Todos los días escuchan o leen noticias del COVID-19, Carmen le recomendó a sus hijos que no salgan y se laven las manos, compraron una bolsa extra y especial de jabón en polvo para ello. Los niños obedecen, están extrañados por cómo los adultos hablan y hablan del “coronavirus” por lo que será importante y peligroso, por lo que se entretienen turnándose el celular de Denisse para sobrellevar el aislamiento. Cuando llega su madre les presta el suyo, pero notaron que tienen que poner saldo más seguido, pues los archivos que tienen que adjuntar para las tareas se los consumen más rápido. Pero la hija mayor, Denisse se propuso cuidar a su sobrinita de 4 años, mientras su tía trabaja, le ponen 100 pesos a su celular a la semana (con la condición de que le llame por alguna urgencia con la pequeña) y le pagan 20 pesos por día, -si ya cuidaba a sus hermanos y apoyaba a su abuelo que diferencia sería cuidar a otro niño más-. El problema es cuando el niño usa más de los dos pañales que le dejan al día a su tía, ahí si es un problema.

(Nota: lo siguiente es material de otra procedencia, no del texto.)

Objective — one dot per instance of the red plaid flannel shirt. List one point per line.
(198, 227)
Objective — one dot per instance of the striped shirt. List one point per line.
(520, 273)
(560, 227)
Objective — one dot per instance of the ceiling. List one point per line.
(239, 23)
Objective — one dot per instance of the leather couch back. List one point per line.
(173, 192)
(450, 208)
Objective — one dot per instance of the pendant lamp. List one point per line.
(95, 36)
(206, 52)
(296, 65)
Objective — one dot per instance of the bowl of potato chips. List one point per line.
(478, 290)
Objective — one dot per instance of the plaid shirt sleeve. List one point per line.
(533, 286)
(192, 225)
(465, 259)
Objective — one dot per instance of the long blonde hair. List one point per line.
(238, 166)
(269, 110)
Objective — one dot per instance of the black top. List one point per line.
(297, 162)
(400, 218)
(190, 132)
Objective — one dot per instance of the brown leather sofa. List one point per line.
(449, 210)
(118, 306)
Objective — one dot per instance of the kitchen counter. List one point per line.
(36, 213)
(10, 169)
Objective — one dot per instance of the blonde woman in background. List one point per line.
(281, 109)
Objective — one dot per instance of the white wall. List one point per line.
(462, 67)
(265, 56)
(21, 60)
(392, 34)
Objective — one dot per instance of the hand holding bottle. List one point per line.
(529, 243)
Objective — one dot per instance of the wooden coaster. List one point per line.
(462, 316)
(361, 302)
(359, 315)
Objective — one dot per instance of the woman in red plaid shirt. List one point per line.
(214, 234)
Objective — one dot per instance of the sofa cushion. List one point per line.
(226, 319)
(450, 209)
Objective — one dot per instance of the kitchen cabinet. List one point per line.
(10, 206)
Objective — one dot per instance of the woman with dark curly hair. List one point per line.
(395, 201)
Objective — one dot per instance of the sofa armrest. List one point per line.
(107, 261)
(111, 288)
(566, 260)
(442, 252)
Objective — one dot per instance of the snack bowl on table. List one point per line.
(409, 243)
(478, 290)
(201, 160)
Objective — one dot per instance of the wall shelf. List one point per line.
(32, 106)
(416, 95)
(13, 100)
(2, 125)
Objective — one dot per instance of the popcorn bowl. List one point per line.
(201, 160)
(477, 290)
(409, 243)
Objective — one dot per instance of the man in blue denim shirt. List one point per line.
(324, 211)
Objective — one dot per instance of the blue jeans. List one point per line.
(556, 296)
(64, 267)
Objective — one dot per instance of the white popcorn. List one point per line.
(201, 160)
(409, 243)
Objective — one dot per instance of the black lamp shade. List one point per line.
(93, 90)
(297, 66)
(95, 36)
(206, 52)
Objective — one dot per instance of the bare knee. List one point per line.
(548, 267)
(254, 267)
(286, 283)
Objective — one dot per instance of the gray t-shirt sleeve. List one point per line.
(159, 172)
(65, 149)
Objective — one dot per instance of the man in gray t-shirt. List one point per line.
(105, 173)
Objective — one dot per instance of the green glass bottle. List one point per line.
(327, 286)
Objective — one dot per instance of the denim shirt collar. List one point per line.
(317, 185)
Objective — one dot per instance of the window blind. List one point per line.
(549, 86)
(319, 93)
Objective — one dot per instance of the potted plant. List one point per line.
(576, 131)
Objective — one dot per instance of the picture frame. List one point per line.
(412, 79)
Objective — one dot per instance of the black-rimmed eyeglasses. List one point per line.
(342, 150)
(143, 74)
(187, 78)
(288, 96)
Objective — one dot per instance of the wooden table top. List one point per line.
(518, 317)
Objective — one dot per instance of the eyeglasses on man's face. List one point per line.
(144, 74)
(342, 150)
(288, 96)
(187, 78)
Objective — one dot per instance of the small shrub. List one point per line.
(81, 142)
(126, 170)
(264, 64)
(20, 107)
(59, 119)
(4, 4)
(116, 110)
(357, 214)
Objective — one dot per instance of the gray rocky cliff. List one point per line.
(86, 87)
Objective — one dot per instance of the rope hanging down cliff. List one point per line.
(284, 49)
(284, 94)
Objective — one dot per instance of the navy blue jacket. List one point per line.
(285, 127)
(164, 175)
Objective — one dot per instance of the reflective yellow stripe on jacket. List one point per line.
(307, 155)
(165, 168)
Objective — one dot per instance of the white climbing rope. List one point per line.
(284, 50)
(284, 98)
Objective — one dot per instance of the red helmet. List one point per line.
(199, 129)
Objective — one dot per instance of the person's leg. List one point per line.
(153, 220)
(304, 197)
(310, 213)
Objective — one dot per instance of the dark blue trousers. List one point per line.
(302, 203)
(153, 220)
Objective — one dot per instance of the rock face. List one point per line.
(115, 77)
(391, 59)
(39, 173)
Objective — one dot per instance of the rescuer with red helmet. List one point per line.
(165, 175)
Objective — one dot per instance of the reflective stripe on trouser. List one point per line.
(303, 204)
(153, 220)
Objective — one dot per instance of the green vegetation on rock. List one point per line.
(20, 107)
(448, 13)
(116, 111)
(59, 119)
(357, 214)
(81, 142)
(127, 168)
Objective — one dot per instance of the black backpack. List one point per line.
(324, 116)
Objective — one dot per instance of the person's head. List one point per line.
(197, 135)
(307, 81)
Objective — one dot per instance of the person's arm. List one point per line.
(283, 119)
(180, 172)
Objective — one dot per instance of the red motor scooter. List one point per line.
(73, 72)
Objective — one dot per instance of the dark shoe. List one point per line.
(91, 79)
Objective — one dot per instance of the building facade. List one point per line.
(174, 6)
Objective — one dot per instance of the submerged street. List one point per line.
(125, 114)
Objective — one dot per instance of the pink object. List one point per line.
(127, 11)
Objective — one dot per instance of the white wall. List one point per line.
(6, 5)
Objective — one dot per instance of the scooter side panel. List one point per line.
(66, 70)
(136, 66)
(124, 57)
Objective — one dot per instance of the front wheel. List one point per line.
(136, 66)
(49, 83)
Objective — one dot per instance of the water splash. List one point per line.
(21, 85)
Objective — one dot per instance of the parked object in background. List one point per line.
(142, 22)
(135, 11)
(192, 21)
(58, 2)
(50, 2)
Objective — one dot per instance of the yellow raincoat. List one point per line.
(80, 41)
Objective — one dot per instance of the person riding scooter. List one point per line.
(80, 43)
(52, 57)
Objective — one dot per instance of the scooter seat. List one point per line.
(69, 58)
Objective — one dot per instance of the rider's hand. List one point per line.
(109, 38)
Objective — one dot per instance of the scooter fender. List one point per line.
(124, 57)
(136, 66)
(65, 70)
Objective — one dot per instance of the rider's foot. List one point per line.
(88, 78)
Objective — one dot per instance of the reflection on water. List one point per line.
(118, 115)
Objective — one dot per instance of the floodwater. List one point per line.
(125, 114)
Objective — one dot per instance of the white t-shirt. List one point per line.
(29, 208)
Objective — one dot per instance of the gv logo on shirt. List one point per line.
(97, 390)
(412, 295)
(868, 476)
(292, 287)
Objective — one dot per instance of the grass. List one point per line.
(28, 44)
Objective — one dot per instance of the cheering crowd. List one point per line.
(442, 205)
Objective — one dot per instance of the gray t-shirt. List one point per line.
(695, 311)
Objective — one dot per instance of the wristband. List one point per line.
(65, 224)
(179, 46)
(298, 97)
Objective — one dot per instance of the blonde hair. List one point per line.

Los domingos se la pasan todos en familia ven la televisión juntos, preparan comida y como a las seis de la tarde que comienza a bajar el sol, sale al parquecito que está a dos cuadras, llevan la pelota y los carritos, por espacio de una hora disfrutan de salir de esa pequeña casa. Regresan y todos se bañan, cenan y duermen. Sabiendo que el lunes nuevamente tendrán que seguir con sus vidas y además enfrentar al COVID-19.